水道の蛇口に洗って干してあった灰皿と一緒にコップを渡して、向かいの席に座る。背を丸めて頬杖をついて、向かいに座った土方さんが話し始めるのを待つ。

「何でか、酒飲むとお前の顔が見たくなるんだよな」
「はぁ」
「普段はそんなことねーんだけど」
「へぇ」
「終電なかったし」
「死ねよ」
「総悟、みず、もう一杯」
「自分でやってくだせぇよ、そこにあんでしょ」
「オイ」
「あっちょっと酒くせーからあんまよんないで」

テーブルに乗り出して近づいてきたのを、大げさに手を振って押しやると、腕を掴まれて馬鹿力で引っ張り上げられる。上半身がテーブルに上手に乗りきらなくて、ぶつかった腰骨がにぶい音を立てた。
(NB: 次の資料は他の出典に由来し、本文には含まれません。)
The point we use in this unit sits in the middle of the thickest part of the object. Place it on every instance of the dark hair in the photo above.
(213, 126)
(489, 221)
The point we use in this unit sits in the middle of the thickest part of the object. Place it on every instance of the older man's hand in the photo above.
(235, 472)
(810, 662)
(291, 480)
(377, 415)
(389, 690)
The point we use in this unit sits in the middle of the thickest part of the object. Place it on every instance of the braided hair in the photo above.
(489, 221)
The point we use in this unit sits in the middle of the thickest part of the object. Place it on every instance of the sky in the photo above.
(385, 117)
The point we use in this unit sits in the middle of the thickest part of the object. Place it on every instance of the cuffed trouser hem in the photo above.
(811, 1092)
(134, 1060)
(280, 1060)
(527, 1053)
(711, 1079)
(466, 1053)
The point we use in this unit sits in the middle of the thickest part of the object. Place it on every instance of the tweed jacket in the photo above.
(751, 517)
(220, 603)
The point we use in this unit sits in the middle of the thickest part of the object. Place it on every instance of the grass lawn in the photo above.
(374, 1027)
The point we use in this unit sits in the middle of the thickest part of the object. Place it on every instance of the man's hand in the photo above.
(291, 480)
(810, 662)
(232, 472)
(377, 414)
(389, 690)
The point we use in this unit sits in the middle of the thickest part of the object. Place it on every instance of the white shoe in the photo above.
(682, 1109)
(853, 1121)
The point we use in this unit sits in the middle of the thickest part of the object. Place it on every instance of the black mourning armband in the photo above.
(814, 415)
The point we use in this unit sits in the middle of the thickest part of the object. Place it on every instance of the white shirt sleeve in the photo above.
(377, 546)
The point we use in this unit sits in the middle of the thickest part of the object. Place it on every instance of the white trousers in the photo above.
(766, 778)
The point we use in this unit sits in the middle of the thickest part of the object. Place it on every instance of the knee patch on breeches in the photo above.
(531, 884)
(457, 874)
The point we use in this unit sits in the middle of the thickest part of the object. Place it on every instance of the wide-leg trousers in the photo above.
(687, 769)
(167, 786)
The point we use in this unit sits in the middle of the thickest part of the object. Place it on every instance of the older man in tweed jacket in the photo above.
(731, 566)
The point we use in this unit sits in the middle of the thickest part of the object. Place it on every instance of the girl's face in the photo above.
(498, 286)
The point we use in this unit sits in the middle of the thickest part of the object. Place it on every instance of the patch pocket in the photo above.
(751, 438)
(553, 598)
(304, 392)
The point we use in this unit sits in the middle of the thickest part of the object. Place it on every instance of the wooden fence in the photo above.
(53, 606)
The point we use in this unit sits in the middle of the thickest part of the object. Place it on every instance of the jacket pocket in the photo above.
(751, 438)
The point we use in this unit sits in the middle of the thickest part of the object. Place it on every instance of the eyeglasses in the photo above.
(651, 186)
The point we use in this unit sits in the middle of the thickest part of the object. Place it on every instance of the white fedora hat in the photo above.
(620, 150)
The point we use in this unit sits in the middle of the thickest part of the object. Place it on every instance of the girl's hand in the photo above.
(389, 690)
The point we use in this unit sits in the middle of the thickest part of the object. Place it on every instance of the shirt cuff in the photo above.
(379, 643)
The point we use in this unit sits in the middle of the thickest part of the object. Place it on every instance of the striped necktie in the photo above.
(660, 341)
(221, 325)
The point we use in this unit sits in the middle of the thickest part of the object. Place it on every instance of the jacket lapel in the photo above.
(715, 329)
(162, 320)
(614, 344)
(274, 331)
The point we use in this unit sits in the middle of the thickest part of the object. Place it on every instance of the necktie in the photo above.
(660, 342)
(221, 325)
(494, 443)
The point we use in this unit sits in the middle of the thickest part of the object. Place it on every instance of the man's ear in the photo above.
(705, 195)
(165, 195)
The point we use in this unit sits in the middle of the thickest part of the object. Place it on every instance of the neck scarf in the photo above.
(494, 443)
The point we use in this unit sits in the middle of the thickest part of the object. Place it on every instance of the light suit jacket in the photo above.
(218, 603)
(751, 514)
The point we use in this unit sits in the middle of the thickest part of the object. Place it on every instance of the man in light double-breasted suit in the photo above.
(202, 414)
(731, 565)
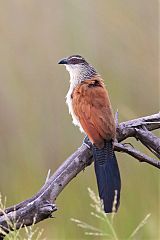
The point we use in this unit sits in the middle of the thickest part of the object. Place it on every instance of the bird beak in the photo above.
(63, 61)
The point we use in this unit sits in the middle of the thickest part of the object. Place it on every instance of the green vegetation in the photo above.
(120, 38)
(108, 231)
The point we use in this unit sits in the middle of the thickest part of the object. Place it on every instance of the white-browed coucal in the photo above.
(91, 110)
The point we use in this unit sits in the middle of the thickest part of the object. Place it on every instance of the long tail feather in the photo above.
(108, 176)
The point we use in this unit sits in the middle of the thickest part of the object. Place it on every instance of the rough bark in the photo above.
(41, 205)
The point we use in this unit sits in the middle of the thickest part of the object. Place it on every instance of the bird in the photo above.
(89, 105)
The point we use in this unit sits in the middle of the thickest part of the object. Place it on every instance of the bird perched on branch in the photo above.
(90, 107)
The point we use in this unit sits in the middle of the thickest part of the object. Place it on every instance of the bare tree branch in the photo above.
(41, 206)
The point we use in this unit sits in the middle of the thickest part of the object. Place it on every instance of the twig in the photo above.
(41, 206)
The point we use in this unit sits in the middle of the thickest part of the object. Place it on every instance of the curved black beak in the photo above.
(63, 61)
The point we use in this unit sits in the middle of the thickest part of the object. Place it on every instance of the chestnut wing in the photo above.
(92, 106)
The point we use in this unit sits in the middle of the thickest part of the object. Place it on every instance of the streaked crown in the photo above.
(74, 59)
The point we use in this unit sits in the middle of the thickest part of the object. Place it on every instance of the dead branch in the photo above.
(40, 206)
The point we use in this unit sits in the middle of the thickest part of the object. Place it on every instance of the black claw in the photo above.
(87, 142)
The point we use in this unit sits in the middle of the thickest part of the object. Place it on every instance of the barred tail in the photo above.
(108, 176)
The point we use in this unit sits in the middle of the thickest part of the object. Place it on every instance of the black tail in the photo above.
(108, 176)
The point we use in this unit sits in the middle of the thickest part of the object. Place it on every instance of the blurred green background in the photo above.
(120, 38)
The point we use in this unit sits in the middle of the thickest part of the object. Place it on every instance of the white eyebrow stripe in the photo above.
(75, 58)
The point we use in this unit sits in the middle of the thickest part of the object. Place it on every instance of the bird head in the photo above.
(78, 68)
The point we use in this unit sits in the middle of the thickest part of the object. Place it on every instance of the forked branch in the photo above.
(40, 206)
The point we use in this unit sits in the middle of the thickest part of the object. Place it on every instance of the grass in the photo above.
(109, 232)
(30, 232)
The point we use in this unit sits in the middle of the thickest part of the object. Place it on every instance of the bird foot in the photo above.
(87, 142)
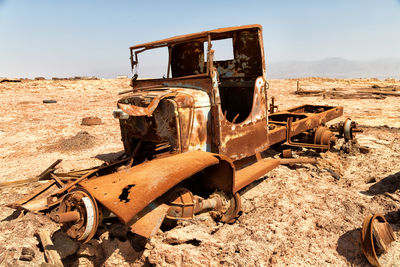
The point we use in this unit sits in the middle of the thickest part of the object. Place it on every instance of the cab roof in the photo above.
(221, 32)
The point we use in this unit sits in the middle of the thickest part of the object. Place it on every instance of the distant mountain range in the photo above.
(335, 68)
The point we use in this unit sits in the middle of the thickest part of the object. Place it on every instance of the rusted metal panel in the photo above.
(181, 38)
(129, 191)
(149, 220)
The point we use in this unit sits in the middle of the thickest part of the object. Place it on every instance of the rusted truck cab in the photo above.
(193, 139)
(203, 103)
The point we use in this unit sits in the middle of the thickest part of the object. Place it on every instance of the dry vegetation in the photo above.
(293, 216)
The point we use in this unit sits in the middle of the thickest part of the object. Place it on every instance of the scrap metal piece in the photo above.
(348, 130)
(182, 205)
(79, 214)
(376, 237)
(287, 153)
(129, 191)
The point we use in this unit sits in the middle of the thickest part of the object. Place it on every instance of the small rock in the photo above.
(64, 245)
(90, 249)
(27, 254)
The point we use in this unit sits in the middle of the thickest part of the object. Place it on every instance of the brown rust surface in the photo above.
(129, 191)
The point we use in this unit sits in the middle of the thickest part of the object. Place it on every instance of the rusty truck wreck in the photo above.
(193, 140)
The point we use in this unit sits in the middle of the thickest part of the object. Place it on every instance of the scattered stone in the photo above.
(27, 254)
(90, 249)
(91, 121)
(49, 101)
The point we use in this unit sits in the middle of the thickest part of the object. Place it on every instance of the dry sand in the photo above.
(293, 216)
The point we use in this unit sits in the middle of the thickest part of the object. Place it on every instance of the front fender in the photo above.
(127, 192)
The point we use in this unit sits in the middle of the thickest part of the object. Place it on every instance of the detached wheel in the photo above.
(84, 226)
(231, 207)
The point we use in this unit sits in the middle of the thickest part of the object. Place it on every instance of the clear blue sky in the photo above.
(66, 38)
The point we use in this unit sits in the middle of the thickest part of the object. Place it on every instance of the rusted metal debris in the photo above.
(193, 140)
(376, 237)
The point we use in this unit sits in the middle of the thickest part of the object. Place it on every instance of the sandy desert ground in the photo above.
(296, 216)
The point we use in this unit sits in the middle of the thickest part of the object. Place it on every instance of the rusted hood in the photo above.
(184, 98)
(127, 192)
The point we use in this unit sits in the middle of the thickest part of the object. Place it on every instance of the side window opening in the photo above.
(153, 63)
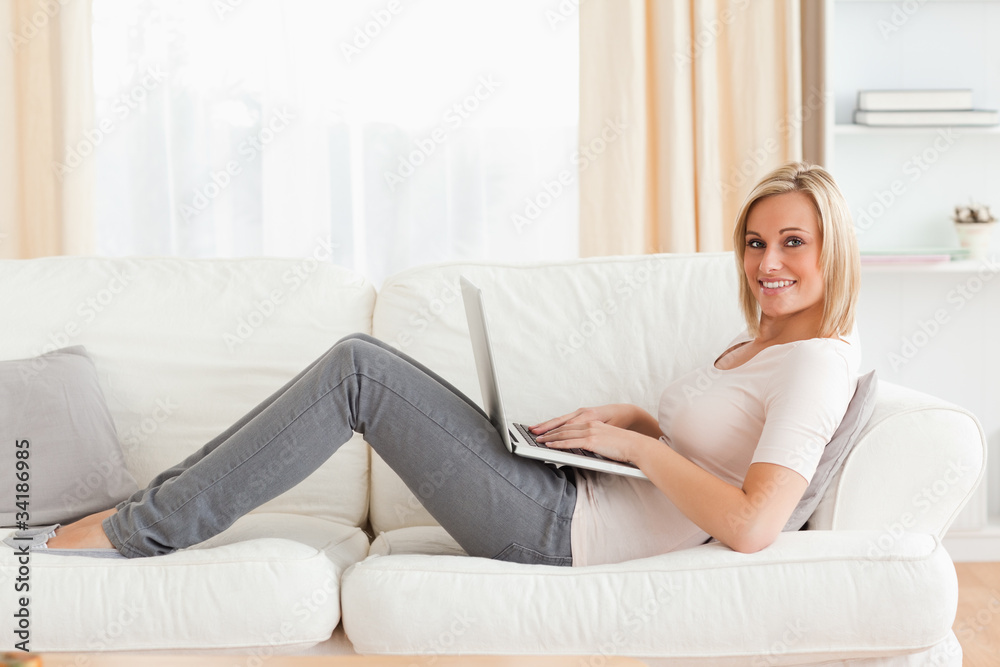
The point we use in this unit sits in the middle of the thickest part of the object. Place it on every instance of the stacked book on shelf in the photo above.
(921, 107)
(913, 255)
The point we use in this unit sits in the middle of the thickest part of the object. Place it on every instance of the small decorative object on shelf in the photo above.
(974, 224)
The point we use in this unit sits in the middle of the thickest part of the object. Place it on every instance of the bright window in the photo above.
(385, 134)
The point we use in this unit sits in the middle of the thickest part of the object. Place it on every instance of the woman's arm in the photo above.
(745, 519)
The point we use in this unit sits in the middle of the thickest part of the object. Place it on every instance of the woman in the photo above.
(729, 461)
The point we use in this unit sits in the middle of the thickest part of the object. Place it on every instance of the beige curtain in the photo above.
(707, 96)
(46, 110)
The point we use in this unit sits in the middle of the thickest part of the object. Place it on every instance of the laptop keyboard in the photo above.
(530, 437)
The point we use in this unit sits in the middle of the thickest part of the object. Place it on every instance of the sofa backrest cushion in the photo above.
(565, 335)
(184, 348)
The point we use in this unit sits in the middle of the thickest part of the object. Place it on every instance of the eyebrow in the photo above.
(786, 229)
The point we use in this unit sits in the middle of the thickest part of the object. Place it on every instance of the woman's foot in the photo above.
(86, 533)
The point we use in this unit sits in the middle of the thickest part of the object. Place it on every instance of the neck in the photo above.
(800, 326)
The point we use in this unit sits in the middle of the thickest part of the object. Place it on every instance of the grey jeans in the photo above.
(495, 504)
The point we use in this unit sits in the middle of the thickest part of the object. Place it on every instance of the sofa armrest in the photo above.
(915, 466)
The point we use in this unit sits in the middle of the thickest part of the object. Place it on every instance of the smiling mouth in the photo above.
(775, 286)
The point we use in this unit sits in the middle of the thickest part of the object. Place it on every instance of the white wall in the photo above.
(938, 331)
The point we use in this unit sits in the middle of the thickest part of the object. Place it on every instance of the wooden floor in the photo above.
(977, 624)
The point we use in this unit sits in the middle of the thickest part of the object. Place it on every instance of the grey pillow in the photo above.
(74, 464)
(859, 411)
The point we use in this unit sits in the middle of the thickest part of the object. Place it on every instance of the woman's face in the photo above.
(781, 258)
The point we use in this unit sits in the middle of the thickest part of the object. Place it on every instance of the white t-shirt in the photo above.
(716, 418)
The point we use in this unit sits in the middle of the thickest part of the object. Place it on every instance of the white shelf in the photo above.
(853, 128)
(970, 266)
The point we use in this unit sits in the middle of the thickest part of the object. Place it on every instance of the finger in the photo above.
(565, 432)
(555, 422)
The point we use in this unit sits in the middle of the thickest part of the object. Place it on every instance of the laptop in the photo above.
(516, 437)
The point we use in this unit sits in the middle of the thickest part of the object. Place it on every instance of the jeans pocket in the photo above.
(517, 553)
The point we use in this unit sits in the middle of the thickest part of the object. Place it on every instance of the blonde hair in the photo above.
(840, 261)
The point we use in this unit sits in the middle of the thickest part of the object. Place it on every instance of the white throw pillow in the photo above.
(60, 458)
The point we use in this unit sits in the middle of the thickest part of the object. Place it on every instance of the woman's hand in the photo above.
(622, 415)
(611, 442)
(616, 414)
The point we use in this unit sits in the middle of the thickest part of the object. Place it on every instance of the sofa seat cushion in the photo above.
(270, 579)
(810, 594)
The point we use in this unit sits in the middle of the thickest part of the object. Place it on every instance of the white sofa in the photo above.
(185, 347)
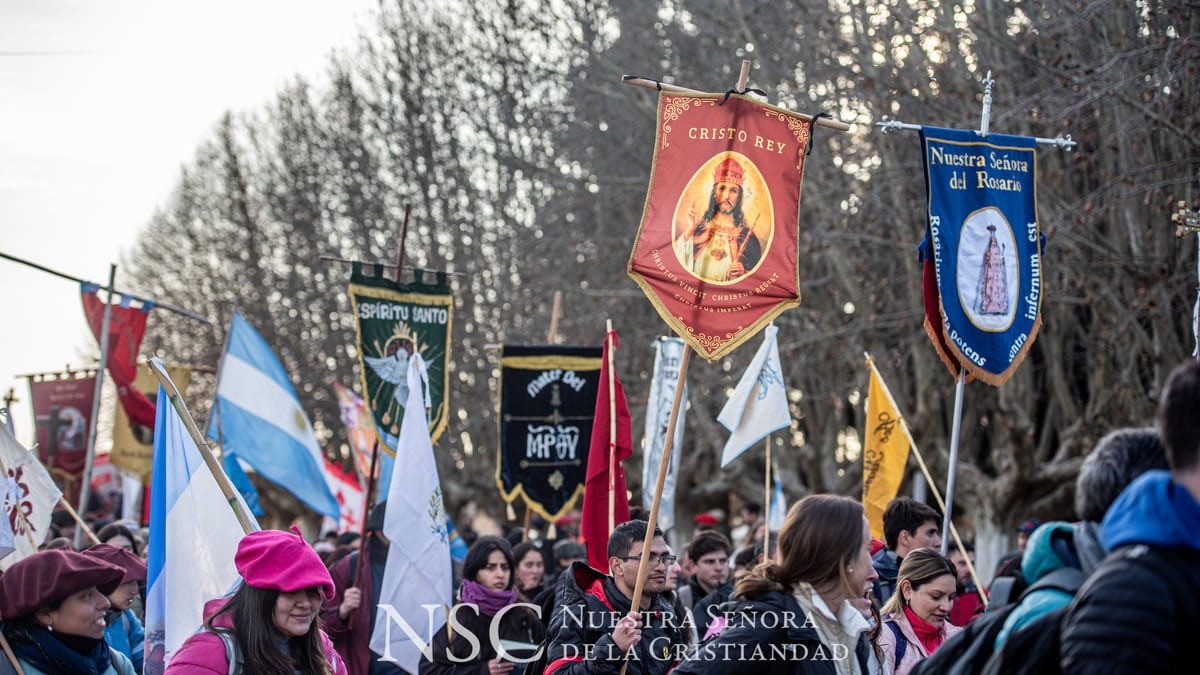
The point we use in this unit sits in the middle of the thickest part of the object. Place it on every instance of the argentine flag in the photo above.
(193, 537)
(262, 420)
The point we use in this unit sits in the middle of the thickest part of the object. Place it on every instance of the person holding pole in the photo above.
(269, 623)
(595, 631)
(797, 613)
(907, 525)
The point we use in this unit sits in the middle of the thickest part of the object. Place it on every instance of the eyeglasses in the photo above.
(667, 560)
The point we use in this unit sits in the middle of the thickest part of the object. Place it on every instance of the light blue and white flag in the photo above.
(263, 423)
(417, 581)
(7, 495)
(667, 357)
(778, 506)
(759, 404)
(193, 537)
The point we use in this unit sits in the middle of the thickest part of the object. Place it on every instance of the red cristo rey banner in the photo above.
(717, 251)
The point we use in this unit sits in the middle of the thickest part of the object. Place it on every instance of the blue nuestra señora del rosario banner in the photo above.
(987, 248)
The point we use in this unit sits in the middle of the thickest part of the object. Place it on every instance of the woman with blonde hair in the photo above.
(795, 614)
(915, 617)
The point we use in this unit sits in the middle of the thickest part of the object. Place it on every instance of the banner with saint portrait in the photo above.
(985, 244)
(63, 404)
(547, 406)
(718, 249)
(395, 321)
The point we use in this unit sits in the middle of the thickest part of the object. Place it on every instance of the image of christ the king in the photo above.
(721, 245)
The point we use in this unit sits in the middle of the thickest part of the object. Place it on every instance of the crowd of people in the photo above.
(1116, 590)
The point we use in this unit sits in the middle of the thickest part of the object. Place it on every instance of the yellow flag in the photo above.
(885, 452)
(131, 452)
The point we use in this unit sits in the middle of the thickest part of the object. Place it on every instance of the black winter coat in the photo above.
(587, 607)
(1138, 613)
(768, 635)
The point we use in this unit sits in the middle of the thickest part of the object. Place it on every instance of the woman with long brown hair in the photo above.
(915, 619)
(269, 625)
(795, 615)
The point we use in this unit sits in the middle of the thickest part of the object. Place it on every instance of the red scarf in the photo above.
(930, 635)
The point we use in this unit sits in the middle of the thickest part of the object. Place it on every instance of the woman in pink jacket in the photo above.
(915, 619)
(269, 625)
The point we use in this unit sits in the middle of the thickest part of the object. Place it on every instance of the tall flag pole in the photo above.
(667, 353)
(718, 248)
(1188, 220)
(886, 430)
(192, 536)
(418, 574)
(982, 256)
(89, 458)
「いって!超いってぇ! 何なんですかアンタまじ殴りますよ」
「いや顔が見たくてよ」

引っ張り上げられて顔を覗き込まれて、ぶつけた腰骨は痛くて、アンタが薬指にはめてる指輪のせいで心臓も痛くて、もうこんなのまっぴらだと思った。
アンタが結婚してから俺はずっと苦しくて苦しくて、終わらせたいのにみっともなく引きずり続けたままで、今まで通りの顔してるけど全然平気なんかじゃないし、でもアンタは変わらず俺に構うし、それが二重にも三重にも傷を育ててさらに苦しくなって、頼むからもう会いに来ないでほしいと毎回心から思う。
それなのにこうして、顔を覗き込まれて頭をくしゃくしゃに撫でられるとぜんぶ忘れてしまう。そうやって何度も繰り返してしまう。

「つーか、奥さんまってんじゃねーの、そろそろ、」
「あ? 寝てんだろ。つーかせっかく会い来たのに相変わらずかわいくねーな!」
「深夜じゃなければ俺ももっとかわいいんですけどね」
「うそつけそんなん見た事ねーよ。いいから泊めろ」
「あーもうわかったから、離してくだせぇよ」

満足そうに髪をなで回して手のひらが離れる、それが惜しくて胸がつぶれそうになる。
学校を出て地元を出て就職して、アンタは結婚して。昔からの腐れ縁どもには、いつまでたっても奇妙に依存し合っているように見えるらしいけれど、この人なしで生きられないのは俺だけだ。昔も今も俺だけだった。そしてこの人にそう思い込ませたままでいるのも、そのせいでこんな夜中に来させているのも、俺だ。誰でもない俺のせいだ。これ以上なんて望めない。でも。


「ねぇ土方さん、さっきの」
「ん?」
「アンタ酒飲むと俺の顔見たくなるんですか」
「………」
「聞いてんのか土方」
「うるせーな、なんか着るもん貸せ」
「ポリ袋ならそこに」
「どういう意味だ」
「そのままの意味です」
「俺もそのままの意味だ」

もう、こんな夜中に言いわけ作ってまで来なくたっていい。俺の事なんて忘れてしまってもいい。
そのかわりに、俺が切なさと虚しさで押しつぶされそうになりながらドアを開けて、わざわざ出してやった、アンタが今その手に持ってるコップ一杯分でいいから愛が欲しい。それだけがずっと欲しい。
もしくれんなら、口を付けずに一生大事にするから。